Poetry Prize 2016 judges Andrew McMillan and Rebecca Perry on ‘They Don’t Make Gods For Non-Believers’:

We were instantly drawn in by the voice of this poem – its strangeness, its ease with itself even in the face of such an uneasy subject, such a disquieting unfolding of events. With its masterful, regular couplets, this poem pulls itself into control; a control we secretly fear will dissolve like the ‘light/with all its grit and soft sine’ that ‘comes apart/into colour’. But right up to the final, shattering line, we are completely held. In reading this poem, we too are exposed to the ‘too white light’ – forced to confront our relationship to illness, health, belief, death, what we rely on.

 

When I tell him I’m dying, my doctor says I’ll die
years and years from now if I’m careful, so I will

die, then, I say, but carefully.
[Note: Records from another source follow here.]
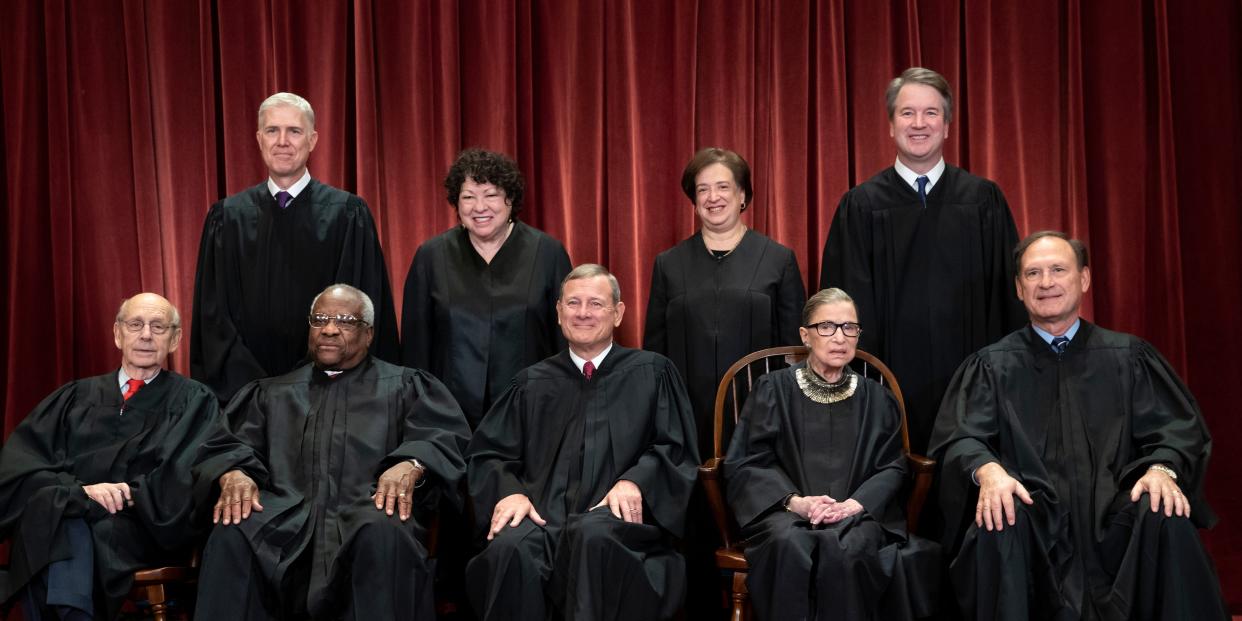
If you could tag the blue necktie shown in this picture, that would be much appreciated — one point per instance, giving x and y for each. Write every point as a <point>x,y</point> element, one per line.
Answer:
<point>1060,344</point>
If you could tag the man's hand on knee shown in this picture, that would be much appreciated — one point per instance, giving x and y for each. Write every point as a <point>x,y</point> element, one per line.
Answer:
<point>112,496</point>
<point>625,502</point>
<point>996,492</point>
<point>512,509</point>
<point>239,496</point>
<point>1161,487</point>
<point>395,487</point>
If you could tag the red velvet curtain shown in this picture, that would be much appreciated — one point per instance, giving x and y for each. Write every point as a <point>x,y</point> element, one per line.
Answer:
<point>1117,121</point>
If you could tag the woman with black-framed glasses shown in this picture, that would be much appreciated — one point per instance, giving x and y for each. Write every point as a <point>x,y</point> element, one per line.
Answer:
<point>814,476</point>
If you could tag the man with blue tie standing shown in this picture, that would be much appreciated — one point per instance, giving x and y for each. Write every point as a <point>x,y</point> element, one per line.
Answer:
<point>1083,456</point>
<point>268,250</point>
<point>923,249</point>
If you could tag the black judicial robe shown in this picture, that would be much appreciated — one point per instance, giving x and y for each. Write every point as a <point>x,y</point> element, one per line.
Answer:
<point>788,444</point>
<point>932,285</point>
<point>1077,431</point>
<point>258,270</point>
<point>564,441</point>
<point>86,434</point>
<point>476,324</point>
<point>322,444</point>
<point>706,313</point>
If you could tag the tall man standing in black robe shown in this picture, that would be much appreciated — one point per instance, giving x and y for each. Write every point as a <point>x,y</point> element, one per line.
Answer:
<point>1083,457</point>
<point>352,455</point>
<point>97,481</point>
<point>266,251</point>
<point>581,473</point>
<point>924,250</point>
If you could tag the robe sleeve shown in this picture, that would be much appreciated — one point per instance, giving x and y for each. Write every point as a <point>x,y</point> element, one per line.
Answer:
<point>887,467</point>
<point>362,265</point>
<point>667,470</point>
<point>655,329</point>
<point>434,431</point>
<point>562,266</point>
<point>225,450</point>
<point>219,358</point>
<point>847,265</point>
<point>167,496</point>
<point>790,299</point>
<point>1005,312</point>
<point>1168,427</point>
<point>417,312</point>
<point>34,463</point>
<point>494,455</point>
<point>964,439</point>
<point>756,482</point>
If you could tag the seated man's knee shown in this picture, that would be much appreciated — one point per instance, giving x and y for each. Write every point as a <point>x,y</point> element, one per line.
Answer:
<point>514,540</point>
<point>593,529</point>
<point>230,540</point>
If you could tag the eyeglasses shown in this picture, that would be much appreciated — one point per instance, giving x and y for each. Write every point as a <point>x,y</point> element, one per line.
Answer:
<point>594,306</point>
<point>830,328</point>
<point>135,326</point>
<point>345,322</point>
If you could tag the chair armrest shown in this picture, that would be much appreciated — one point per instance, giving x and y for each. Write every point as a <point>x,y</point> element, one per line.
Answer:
<point>922,470</point>
<point>709,476</point>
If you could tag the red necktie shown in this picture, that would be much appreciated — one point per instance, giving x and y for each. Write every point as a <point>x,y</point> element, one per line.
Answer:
<point>133,388</point>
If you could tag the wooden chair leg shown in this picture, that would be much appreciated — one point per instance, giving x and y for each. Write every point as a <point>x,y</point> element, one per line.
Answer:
<point>740,598</point>
<point>158,601</point>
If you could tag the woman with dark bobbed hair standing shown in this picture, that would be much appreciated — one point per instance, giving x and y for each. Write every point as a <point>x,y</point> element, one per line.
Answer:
<point>725,291</point>
<point>481,298</point>
<point>722,293</point>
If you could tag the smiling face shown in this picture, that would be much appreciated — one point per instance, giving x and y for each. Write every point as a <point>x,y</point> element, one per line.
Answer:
<point>286,140</point>
<point>831,354</point>
<point>143,352</point>
<point>919,127</point>
<point>483,210</point>
<point>335,345</point>
<point>1051,285</point>
<point>588,316</point>
<point>718,199</point>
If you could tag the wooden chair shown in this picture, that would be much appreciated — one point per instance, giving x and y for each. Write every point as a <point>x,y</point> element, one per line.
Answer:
<point>153,585</point>
<point>729,396</point>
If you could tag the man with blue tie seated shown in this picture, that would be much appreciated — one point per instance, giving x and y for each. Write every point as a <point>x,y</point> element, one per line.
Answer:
<point>96,482</point>
<point>1072,466</point>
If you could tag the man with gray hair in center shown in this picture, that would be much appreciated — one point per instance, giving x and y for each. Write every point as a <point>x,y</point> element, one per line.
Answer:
<point>580,475</point>
<point>267,250</point>
<point>332,473</point>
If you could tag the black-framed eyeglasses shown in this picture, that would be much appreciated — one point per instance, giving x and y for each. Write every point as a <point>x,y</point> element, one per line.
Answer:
<point>830,328</point>
<point>345,322</point>
<point>135,326</point>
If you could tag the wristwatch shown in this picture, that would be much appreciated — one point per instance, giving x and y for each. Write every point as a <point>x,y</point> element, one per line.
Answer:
<point>1160,467</point>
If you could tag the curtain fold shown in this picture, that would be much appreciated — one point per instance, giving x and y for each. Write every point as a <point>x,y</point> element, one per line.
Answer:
<point>1114,121</point>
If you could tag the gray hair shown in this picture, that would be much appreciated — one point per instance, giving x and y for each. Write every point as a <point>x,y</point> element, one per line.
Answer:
<point>175,314</point>
<point>825,297</point>
<point>1077,245</point>
<point>591,271</point>
<point>290,99</point>
<point>919,76</point>
<point>368,306</point>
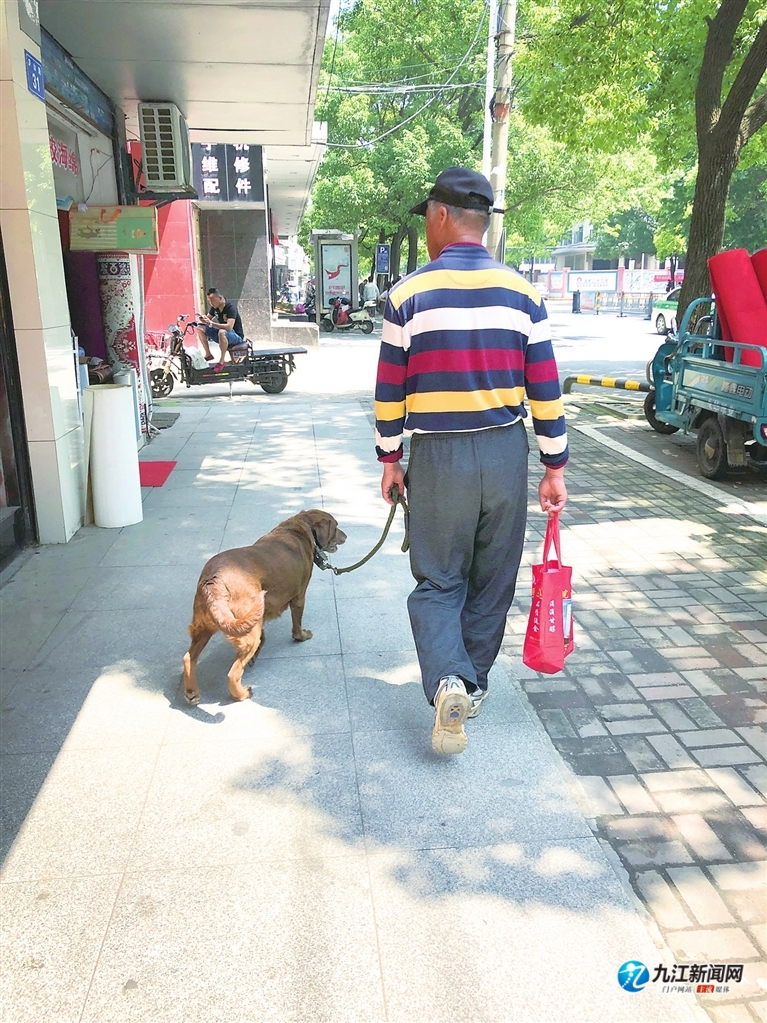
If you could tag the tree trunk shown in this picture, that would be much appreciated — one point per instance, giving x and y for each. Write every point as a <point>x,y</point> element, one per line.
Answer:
<point>715,169</point>
<point>412,248</point>
<point>381,241</point>
<point>397,253</point>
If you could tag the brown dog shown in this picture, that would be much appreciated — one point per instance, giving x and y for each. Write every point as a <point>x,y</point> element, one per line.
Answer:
<point>240,589</point>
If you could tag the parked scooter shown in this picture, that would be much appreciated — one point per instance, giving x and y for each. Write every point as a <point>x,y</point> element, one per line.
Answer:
<point>343,317</point>
<point>266,367</point>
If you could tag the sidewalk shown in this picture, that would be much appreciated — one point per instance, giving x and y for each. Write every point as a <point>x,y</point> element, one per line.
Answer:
<point>304,855</point>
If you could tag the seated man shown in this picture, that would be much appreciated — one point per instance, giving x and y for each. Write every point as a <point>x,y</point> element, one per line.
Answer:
<point>221,324</point>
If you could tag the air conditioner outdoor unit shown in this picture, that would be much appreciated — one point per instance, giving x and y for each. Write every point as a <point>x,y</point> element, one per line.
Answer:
<point>165,142</point>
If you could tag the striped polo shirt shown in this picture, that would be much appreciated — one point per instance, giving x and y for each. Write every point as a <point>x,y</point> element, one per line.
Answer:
<point>464,339</point>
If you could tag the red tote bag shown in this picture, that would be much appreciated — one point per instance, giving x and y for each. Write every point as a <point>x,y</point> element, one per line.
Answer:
<point>549,635</point>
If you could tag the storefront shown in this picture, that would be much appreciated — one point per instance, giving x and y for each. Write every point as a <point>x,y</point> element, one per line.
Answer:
<point>104,288</point>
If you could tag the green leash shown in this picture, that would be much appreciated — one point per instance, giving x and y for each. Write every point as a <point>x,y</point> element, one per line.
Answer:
<point>321,560</point>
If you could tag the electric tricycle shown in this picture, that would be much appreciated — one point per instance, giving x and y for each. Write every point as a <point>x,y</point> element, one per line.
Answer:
<point>702,386</point>
<point>267,367</point>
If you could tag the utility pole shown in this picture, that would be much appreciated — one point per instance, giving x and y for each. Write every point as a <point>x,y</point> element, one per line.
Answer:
<point>489,88</point>
<point>501,107</point>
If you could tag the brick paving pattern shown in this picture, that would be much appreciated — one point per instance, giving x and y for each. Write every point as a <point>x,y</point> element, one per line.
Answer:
<point>662,709</point>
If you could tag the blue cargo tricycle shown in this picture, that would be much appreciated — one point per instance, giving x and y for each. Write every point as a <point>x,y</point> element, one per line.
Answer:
<point>697,391</point>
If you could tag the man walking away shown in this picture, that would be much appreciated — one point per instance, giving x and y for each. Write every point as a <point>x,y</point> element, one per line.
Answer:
<point>221,324</point>
<point>464,340</point>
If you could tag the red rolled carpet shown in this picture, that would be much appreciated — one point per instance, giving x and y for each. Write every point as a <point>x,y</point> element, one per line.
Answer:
<point>740,304</point>
<point>153,474</point>
<point>760,266</point>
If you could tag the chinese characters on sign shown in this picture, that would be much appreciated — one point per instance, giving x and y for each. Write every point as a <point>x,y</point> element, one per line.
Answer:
<point>704,978</point>
<point>382,254</point>
<point>336,274</point>
<point>63,157</point>
<point>35,77</point>
<point>228,173</point>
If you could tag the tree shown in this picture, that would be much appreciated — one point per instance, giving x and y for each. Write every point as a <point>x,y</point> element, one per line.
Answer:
<point>686,76</point>
<point>626,234</point>
<point>392,60</point>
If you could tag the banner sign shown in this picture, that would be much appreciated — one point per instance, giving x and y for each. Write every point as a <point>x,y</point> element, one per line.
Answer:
<point>66,81</point>
<point>68,178</point>
<point>649,280</point>
<point>227,173</point>
<point>335,262</point>
<point>382,255</point>
<point>592,280</point>
<point>115,228</point>
<point>35,81</point>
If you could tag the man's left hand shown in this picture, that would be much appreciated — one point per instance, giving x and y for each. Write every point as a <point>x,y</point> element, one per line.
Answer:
<point>551,491</point>
<point>393,473</point>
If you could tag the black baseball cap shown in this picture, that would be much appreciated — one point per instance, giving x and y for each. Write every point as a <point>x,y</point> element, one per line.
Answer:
<point>461,187</point>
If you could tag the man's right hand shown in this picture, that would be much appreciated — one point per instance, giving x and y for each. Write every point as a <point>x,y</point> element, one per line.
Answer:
<point>393,473</point>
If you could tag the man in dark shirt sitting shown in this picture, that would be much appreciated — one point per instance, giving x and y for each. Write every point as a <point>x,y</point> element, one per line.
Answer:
<point>221,324</point>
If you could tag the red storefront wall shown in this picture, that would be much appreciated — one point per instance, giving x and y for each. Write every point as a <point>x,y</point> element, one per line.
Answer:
<point>171,277</point>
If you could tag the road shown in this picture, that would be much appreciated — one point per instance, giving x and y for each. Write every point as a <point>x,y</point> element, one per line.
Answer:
<point>601,346</point>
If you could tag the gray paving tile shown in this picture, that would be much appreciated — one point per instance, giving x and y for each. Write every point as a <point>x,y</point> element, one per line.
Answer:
<point>292,941</point>
<point>44,706</point>
<point>85,815</point>
<point>519,895</point>
<point>26,631</point>
<point>412,797</point>
<point>149,646</point>
<point>23,777</point>
<point>309,697</point>
<point>276,795</point>
<point>8,680</point>
<point>366,625</point>
<point>52,934</point>
<point>35,587</point>
<point>153,588</point>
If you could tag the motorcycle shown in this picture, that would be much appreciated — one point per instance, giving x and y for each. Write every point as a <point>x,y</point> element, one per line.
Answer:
<point>266,367</point>
<point>343,317</point>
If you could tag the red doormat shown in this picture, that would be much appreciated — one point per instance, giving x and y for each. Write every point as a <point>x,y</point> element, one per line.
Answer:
<point>153,474</point>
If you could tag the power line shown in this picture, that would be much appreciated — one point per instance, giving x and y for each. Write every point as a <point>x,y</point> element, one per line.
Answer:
<point>366,90</point>
<point>443,88</point>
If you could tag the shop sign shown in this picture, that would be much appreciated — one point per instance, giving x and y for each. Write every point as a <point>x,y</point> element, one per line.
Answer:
<point>228,173</point>
<point>335,261</point>
<point>115,228</point>
<point>592,280</point>
<point>64,158</point>
<point>382,254</point>
<point>35,79</point>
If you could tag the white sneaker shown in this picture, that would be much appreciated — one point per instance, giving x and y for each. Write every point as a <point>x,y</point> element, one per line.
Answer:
<point>452,705</point>
<point>478,698</point>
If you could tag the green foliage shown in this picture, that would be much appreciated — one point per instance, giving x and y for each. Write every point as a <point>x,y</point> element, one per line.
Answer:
<point>746,226</point>
<point>370,186</point>
<point>605,73</point>
<point>626,234</point>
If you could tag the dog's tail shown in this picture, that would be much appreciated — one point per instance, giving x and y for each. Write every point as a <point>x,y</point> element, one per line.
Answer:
<point>219,607</point>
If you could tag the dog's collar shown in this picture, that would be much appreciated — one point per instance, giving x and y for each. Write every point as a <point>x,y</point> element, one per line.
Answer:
<point>320,559</point>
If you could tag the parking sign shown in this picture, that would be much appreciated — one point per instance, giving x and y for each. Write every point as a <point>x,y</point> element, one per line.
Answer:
<point>381,258</point>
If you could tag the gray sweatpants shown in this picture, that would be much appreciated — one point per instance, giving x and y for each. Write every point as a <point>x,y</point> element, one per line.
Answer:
<point>468,496</point>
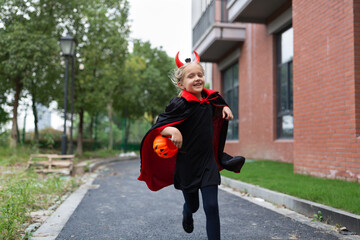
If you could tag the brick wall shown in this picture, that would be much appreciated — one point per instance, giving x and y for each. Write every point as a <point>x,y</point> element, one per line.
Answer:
<point>257,100</point>
<point>326,88</point>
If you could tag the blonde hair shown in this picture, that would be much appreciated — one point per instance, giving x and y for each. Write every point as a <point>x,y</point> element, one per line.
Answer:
<point>178,74</point>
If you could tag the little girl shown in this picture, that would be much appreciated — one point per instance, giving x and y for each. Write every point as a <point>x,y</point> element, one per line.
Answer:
<point>197,124</point>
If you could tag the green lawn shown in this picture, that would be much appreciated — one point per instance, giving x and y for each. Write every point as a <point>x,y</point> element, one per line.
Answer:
<point>279,177</point>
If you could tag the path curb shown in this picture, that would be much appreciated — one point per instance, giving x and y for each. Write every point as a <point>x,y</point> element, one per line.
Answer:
<point>331,215</point>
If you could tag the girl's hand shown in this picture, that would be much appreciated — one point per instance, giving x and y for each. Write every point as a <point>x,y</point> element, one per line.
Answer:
<point>227,114</point>
<point>176,136</point>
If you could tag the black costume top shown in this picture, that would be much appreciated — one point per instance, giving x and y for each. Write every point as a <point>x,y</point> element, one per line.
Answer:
<point>204,132</point>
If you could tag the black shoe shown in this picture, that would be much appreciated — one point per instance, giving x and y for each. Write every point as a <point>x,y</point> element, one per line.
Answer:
<point>233,164</point>
<point>188,226</point>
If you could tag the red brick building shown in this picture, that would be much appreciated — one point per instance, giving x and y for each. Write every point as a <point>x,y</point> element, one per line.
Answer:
<point>291,72</point>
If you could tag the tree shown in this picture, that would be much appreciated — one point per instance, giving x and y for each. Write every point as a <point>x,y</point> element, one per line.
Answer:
<point>146,86</point>
<point>29,50</point>
<point>156,86</point>
<point>103,53</point>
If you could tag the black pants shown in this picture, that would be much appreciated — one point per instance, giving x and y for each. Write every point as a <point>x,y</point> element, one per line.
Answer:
<point>210,203</point>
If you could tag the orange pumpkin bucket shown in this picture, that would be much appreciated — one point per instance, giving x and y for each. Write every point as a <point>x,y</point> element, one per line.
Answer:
<point>164,147</point>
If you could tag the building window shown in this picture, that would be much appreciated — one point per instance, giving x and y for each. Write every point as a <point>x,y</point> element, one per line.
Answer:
<point>285,52</point>
<point>231,96</point>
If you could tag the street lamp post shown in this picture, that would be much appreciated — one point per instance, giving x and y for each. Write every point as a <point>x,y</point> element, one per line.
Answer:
<point>67,45</point>
<point>71,150</point>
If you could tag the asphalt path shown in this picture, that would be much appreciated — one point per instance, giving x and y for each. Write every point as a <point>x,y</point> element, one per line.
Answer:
<point>118,206</point>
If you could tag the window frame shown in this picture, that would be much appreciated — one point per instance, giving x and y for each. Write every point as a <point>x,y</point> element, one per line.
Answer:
<point>288,111</point>
<point>226,91</point>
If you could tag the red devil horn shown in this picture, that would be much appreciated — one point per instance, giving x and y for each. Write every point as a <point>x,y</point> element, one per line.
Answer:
<point>197,58</point>
<point>177,61</point>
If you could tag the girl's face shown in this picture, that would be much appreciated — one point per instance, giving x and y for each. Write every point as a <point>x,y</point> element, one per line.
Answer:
<point>193,80</point>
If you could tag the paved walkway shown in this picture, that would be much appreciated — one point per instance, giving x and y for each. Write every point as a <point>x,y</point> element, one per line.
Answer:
<point>121,207</point>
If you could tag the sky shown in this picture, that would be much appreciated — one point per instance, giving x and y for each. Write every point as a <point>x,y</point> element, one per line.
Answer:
<point>164,23</point>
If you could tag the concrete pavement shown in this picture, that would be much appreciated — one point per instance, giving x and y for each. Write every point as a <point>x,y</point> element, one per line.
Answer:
<point>117,206</point>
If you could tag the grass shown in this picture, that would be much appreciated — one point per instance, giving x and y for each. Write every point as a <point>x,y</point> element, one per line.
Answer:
<point>22,192</point>
<point>280,177</point>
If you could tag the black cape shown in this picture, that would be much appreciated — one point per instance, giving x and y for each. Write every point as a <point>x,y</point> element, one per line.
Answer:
<point>158,172</point>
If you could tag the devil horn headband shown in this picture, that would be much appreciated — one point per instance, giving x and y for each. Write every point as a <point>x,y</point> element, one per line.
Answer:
<point>179,63</point>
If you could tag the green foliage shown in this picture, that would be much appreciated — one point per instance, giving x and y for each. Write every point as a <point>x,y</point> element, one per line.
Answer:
<point>280,177</point>
<point>147,74</point>
<point>318,217</point>
<point>23,192</point>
After all, if it’s worth
doing then it’s got to be worth doing carefully

and my doctor agrees (he should). All the same
you can be too careful, which is why I see him far less

than is, quote-unquote, prudent. My doctor, I mean, not
God. Him, I see so much more than should a devout

non-believer. But never where I expect to – great
storms, great losses and the like. Rather in the pale

residues left behind latex gloves, or the soft patience
of a painkiller. Maybe it’s a sign I’m approaching

the end. Or it may just be the perfunctory depression
of my tongue again, the requisite ah. Ah, as though

comprehending. But let’s face it, comprehension’s
not the issue. I mean, I can comprehend, like glass,

that light, with all its grit and soft sine, comes apart
into colour, but that hardly helps the halogen, hardly

amounts to understanding. My doctor thinks his is
a look of understanding, with all that plastic wisdom

of sign and symptom, but understanding nothing
of mine. Between you, me, and my god, my God

I’ve got a lot to cower from. Which, I guess, means
I should put faith in one of us. But Him I don’t trust

any more than my doctor, or me, or any more
than anyone else so reliant on terror in their acolytes,

shivering and braille-skinned, deaths confessed to
and calendared. He laughs at my swithering, hands

swaddled in the too-white light, reading my body,
asking who I’m speaking to as I write this, kneeling,

pages closing more quietly than hands on the bed.

 

Poetry Competition Winner 2016


Patrick James Errington is a poet and translator from the prairies of Alberta, Canada. His poems have appeared in magazines and journals including The Iowa Review, The American Literary Review, The Adroit Journal, Horsethief, DIAGRAM, and others. A graduate of Columbia University’s MFA programme, Patrick now lives in Edinburgh, where he is a doctoral candidate and Buchanan scholar at the University of St Andrews.